They say when you die, you’ll spend 7 seconds replaying your entire life. Maybe it’s just the highlights. Maybe it’s a glimpse of what brought you the greatest amount of peace. I don’t even know if that’s what they really say. I don’t even know who “they” is, but I hope they’re right about our brains replaying the good stuff before we kick the bucket.
When I was a child, I lived in a trailer park in Pueblo, Colorado. My parents worked opposite shifts in order to make ends meet. For a lot of what I can remember of my early childhood, my brothers and I were often left to our own devices, because childcare wasn’t really an option. My parents made too much for assistance but not enough to afford daycare. I spent a lot of my time outside wandering up, down, and between the endless rows of trailers. But the one memory my brain always comes back to is discovering a weeping willow during one of my escapades.
I don’t know if you know this, but weeping willows make music. They sing.
You can’t just expect to hear it, though. You have to pay attention. You have to shut up long enough to notice. And when you finally manage to quiet everything and force yourself to be present, you’ll get to watch it dance, too.
I stood there, underneath the branches as they swayed in a soft, midsummer breeze. I only know now that I was facing west, because for the first time that I can recall, I experienced what gardeners call “the golden hour”. There are two golden hours every day. One in the morning as the sun is starting to rise and one in the evening as the sun is starting to set. It’s that time of day when it feels like the sun is kissing everything it touches and the world seems a little more alive.
The whole world feels golden.
I’m not going to wrap you guys up in meaningless, droll definitions or explanations, but I feel like part of the human experience is encountering something beautiful or profound and being able to find a word for it. It wasn’t until I was smack dab in the middle of my 30’s and started gardening that I discovered the importance of “the golden hour” - because that’s when you’re supposed to feed your little leafy babies out in your little plot of dirt. The first time I stepped outside to see the golden hour after learning its name, it was like finally noticing how ethereal our world truly is. Every leaf became significant and the branches and grass started dancing again.
And then it dawned on me - I finally realized there was a name for what I experienced under the weeping willow.
I didn’t know what to call it when it happened, because children don’t have the luxury of an extensive vocabulary. They can’t quite understand the depths of the emotions they feel.
They don’t know what to say or how to describe it.
I think I felt what can only be described as numinous - a fancy word I learned about 30 years too late and have since become obnoxious about. It describes an experience that feels mysterious, awe-inspiring, and somehow bigger than yourself. The sort of thing that makes you stop talking mid-sentence, because you’ve suddenly realized that you’re standing in the presence of something important.
It’s the kind of experience that you cling to when the entire world feels like it’s collapsing and the oxygen around you feels like it’s dissipating. I replay those four seconds under the willow…. a lot.

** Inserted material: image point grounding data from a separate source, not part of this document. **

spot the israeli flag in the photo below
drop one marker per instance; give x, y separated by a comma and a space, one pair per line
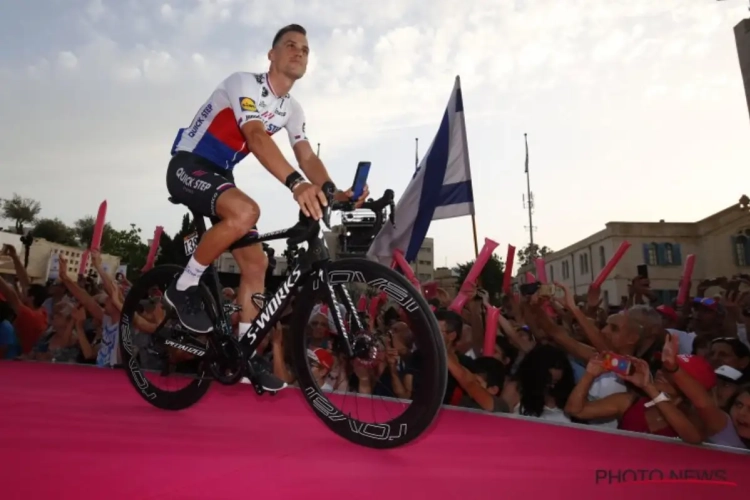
440, 188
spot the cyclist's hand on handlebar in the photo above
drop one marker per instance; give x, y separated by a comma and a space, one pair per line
345, 196
310, 199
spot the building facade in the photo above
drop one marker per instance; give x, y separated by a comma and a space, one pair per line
720, 242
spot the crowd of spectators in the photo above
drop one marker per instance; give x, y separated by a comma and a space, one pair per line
690, 376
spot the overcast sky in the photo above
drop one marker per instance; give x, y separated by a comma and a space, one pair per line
634, 108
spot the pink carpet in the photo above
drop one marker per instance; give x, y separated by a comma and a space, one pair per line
72, 432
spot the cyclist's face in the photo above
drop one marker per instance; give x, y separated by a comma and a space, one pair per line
290, 55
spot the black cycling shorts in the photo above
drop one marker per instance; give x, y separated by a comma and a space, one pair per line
197, 183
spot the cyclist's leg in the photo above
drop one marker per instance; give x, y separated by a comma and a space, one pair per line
211, 194
253, 263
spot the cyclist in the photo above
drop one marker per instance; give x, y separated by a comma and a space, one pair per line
238, 119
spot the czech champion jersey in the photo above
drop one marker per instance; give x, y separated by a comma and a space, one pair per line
215, 131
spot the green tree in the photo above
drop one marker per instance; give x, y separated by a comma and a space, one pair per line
21, 211
129, 246
491, 278
527, 254
56, 231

I remember how mild the temperature felt underneath those branches and how the sparse, dry grass felt in between my toes.
I remember seeing the golden sun pouring through the leaves as the wind danced with each branch, magnifying the absolute vitality of it all.
It can only be compared to the sound of some divine entity breathing out a contented sigh.
It’s a whisper and a song, all at the same time.
I live for that experience.
Let me clarify - I am alive because of that memory.
It doesn’t bear the full responsibility of having kept me trudging through every valley I’ve ever had to navigate, but it does drive this deep hope that maybe “they” were right about the whole 7 seconds when you die thing.
I hope that when I take my last breath, I see the faces of my children, of my husband, and of every person I’ve surrendered a fragment of my heart to who deserved it.
But I also hope that for just a couple of seconds I’ll get to be a little blonde 5 year old girl who got to see the weeping willow.
Proof that there was a version of me that was capable of feeling something pure and uncomplicated before the other stuff arrived.
I hope that when my soul prepares to leave this plane of existence, I get to see it again, because it’ll prove to have remained untouched.
Depression couldn’t take it.
Poverty couldn’t take it.
Sexual assault couldn’t take it.
Every alcoholic beverage, every drug, every stranger’s bed, every urge to make my own heart stop couldn’t take it.
Everything that happened after those 4 seconds was complicated.
It was a moment of peace that remained intact through everything.
I’m still alive, because God showed a little girl that the world could be beautiful.
And if you’re wondering whether there’s still a part of you the world couldn’t touch… I hope you find it. I hope you remember yours when the world feels too heavy to carry.